Here on the Front Range of Colorado, we’re in our second day of a snowstorm that’s bringing much needed moisture—the farmers’ mantra–to our soil and water supply. Even the Huffington Post ran an AP story on our snowstorm, reporting the rise in our snowpack to 77% of normal. That might not sound like good news, but it’s better than it was a week ago. And when I checked the National Resource Conservation Service’s snowpack report this morning, I found even better news: statewide snowpack is 203% of last year (154% for our water basin) when we suffered drought and wildfires. The snow may be below normal but any improvement over last year is welcome.

April is a busy time of year for getting vegetables seeded and transplanted, work now delayed by the snow. Two Saturdays ago, we transplanted 7000 onion and leek starts into new beds. With the fields still moist from the smaller snows that followed, we haven’t quite finished that planting. But with a snow day, we can catch up on a few chores that we might not have gotten to otherwise. This morning, John’s repairing our solar lawn mower and I knit a long swatch in assorted yarns for an upcoming public art event (more on that in May). Best of all, this April storm has afforded us time to try our friend Deirdre’s delicious sponge bread, something we’ve been wanting to do for months. Deirdre was right: it’s easy and delicious. I’m glad to have a snow day to find that out.

The snow may not be convenient right now, especially for our loved ones who have to get to work, but we’ll be happy for the snow this summer when there’s water for the fields, and the mountains, we hope, won’t run the risk of wildfire like last summer. A lot will depend on summer heat and wise water use. But for now, the clouds have issued us a reprieve. So here’s a few pics of what “much needed moisture” looks like at Stonebridge.

Snow drifting between our back mudroom and the bunkhouse. Our farmmate Joe tried to sweep a path and broke the broom!
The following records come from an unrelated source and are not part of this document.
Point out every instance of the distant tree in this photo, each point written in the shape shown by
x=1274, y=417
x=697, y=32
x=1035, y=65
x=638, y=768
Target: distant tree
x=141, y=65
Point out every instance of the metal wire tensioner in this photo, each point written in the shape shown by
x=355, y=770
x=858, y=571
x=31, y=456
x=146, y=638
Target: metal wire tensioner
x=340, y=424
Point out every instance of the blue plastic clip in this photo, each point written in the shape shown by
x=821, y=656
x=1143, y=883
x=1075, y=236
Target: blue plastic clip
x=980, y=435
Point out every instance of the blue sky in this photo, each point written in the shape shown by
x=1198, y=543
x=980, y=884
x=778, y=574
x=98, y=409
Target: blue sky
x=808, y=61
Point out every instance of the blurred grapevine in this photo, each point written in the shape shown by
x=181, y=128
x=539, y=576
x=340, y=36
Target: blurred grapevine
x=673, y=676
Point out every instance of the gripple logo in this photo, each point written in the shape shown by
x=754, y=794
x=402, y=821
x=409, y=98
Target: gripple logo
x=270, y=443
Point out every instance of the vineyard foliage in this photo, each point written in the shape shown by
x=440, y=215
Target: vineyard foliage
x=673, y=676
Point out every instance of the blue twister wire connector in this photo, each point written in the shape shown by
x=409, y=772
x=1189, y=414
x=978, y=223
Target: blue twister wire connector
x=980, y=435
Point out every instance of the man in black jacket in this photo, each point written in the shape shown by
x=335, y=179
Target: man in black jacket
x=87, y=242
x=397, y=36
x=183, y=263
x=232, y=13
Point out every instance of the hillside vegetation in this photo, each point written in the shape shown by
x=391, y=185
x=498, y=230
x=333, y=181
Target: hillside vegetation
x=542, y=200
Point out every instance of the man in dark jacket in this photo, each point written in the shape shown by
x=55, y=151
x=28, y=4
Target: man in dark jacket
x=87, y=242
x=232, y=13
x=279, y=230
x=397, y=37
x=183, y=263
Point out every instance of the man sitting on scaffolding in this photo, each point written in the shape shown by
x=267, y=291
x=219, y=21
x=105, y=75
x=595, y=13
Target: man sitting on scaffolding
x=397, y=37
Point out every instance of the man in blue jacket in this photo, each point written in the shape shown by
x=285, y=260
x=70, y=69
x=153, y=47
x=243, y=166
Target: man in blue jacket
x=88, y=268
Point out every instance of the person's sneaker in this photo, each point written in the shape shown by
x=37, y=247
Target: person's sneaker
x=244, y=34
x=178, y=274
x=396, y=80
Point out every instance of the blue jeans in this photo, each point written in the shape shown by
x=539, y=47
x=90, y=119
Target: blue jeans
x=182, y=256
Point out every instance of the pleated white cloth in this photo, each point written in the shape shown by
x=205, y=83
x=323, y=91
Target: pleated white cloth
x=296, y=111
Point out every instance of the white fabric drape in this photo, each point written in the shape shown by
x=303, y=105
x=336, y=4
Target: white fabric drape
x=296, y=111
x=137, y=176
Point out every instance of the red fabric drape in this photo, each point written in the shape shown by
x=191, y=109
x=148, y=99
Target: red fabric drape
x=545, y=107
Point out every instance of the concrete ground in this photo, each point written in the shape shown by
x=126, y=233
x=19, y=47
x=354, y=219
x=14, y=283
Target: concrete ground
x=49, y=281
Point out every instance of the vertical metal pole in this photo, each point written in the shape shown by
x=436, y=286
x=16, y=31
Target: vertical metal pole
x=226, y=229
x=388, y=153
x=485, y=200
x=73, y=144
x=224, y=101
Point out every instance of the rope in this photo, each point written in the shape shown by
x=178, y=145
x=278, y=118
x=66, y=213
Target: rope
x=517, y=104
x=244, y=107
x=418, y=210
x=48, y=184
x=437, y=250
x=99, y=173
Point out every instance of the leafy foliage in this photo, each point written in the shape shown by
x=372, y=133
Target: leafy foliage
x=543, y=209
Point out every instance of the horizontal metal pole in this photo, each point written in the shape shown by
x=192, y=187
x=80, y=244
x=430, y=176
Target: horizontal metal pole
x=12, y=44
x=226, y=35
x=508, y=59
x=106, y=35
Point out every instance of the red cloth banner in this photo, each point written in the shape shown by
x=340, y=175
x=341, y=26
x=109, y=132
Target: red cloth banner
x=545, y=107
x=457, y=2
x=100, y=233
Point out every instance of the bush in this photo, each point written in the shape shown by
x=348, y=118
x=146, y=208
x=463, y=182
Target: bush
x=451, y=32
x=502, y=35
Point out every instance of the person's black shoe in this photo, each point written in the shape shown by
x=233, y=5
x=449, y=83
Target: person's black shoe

Snow drifting between our back mudroom and the bunkhouse. Our farmmate Joe tried to sweep a path and broke the broom!

The stone bridge in snow

The stone bridge in snow

Typical for a spring snow, the ditch isn't frozen.

Typical for a spring snow, the ditch isn’t frozen

John outside the shop

John outside the shop in the tractor barn where he’s fixing the mower

The curl of snow around the roof of the Sunflower Room porch

The curl of snow around the roof of the Sunflower Room porch

And there's more on the way

And there’s more on the way


Filed under ecobiography, sustainable agriculture

9 responses to “Much Needed Moisture

  1. Moisture! Always a relief. And a solar lawn mower. Sounds very cool. Send a pic of John mowing a solar lawn, I’d like to see it! (I crack myself up)

  2. Rachel Martin

    Wowzerz! What beautiful pictures and lovely snow! I hope that you’re staying snug and warm.

  3. Amen for the spring snow. I grew up there on the front range and remember a May 22 snow storm – it was my graduation.

    • That was a graduation to remember! Our CSA starts the second Saturday in May and, in 22 years, we’ve had to cancel opening day twice for snow. It’s still snowing today but light, “corn pollen” snow, and the birds are singing. Must be spring!

  4. We have almost 17 hours of daylight already. We will gain an hour each week until the sun will rein supreme for 24 hrs. Just think of all the food you could grow if the snow here would melt. There is talk about a greenhouse for the elementary school. That would be really neat. See you in about a month.

  5. Thank you. Oh My, I cannot believe that snow. Glad it will help with the drought.

    Happy Day Mary

  6. johnmmartin

    Maybe a little more tonight and the spinach will be snug under that blanket.